Constraint Driven Learning

Details:

Decision making in domains such as natural language processing is characterized by ambiguity and partial or imperfect information sources, which necessitates the use of models learned from data. Decisions made with these models often involve assigning values to sets of interdependent variables where the expressive dependency structure among variables of interest can influence, or even dictate, what assignments are possible. To cope with these difficulties, problems are typically modeled as stochastic processes involving both output variables and the information sources, often referred to as input or observed variables.

There exist several fundamentally different approaches to learning models that can assign values simultaneously to several interdependent variables. One approach is to completely ignore the output structure at the learning stage (by learning local models that make independent local decisions), while enforcing coherent assignments at the inference stage. Another solution is to, directly or indirectly, model the dependencies among the output variables in the learning process and thus induce models that optimize a global performance measure. In this scenario, to allow efficient training and inference, the model of the joint distribution is factored into functions of subsets of the variables, yielding models such as Markov Random Fields (MRFs), Conditional Random Fields (CRFs) and Hidden Markov Models (HMMs).

However, in many problems dependencies among output variables have non-local nature, and incorporating them into the model as if they were probabilistic phenomena can undo a great deal of the benefit gained by factorization, as well as make the model more difficult to design and understand. For example, consider an information extraction task where two particular types of entities cannot appear together in the same document. Modeling mutual exclusion in the scenario where $n$ random variables can be assigned mutually exclusive values introduces $n^2$ pairwise edges in the graphical model, with obvious impact on training and inference. While efficient algorithms for leveraging a particular type of constraint can be developed, modeling of declarative non-local constraints this way is clearly very expensive. Moreover, a lot of parameters are being wasted in order to to learn something the model designer already knows.

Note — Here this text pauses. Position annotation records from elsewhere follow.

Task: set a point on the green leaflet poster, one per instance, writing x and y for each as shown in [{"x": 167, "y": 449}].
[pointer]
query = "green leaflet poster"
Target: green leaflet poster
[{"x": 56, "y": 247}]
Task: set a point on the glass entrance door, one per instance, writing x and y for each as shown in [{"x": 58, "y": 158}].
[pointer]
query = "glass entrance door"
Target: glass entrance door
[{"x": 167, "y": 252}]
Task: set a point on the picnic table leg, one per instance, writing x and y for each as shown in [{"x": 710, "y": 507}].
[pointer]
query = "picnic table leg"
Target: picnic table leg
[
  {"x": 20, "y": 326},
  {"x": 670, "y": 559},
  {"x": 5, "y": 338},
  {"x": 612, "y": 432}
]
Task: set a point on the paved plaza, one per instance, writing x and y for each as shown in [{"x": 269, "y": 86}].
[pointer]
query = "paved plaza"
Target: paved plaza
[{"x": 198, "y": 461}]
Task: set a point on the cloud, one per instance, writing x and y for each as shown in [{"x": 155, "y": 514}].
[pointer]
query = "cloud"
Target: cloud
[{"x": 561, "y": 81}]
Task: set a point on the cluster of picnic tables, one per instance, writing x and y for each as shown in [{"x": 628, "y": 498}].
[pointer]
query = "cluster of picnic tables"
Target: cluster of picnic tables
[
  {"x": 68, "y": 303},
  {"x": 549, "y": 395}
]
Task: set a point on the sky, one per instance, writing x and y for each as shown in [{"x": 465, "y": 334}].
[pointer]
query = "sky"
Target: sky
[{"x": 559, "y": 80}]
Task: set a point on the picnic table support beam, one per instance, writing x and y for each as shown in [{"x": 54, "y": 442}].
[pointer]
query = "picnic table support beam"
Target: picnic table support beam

In this work, we provide a framework that augments linear models with declarative constraints as a way to support decisions in an expressive output space. Our framework injects the constraints directly instead of doing it indirectly as mentioned above. it allows the use of expressive constraints while keeping models simple and easy to understand. Factoring the models by separating declarative constraints naturally brings up interesting questions and calls for novel training and inference algorithms. Our results show that the constraints play an important role under both supervised and semi-supervised learning setting.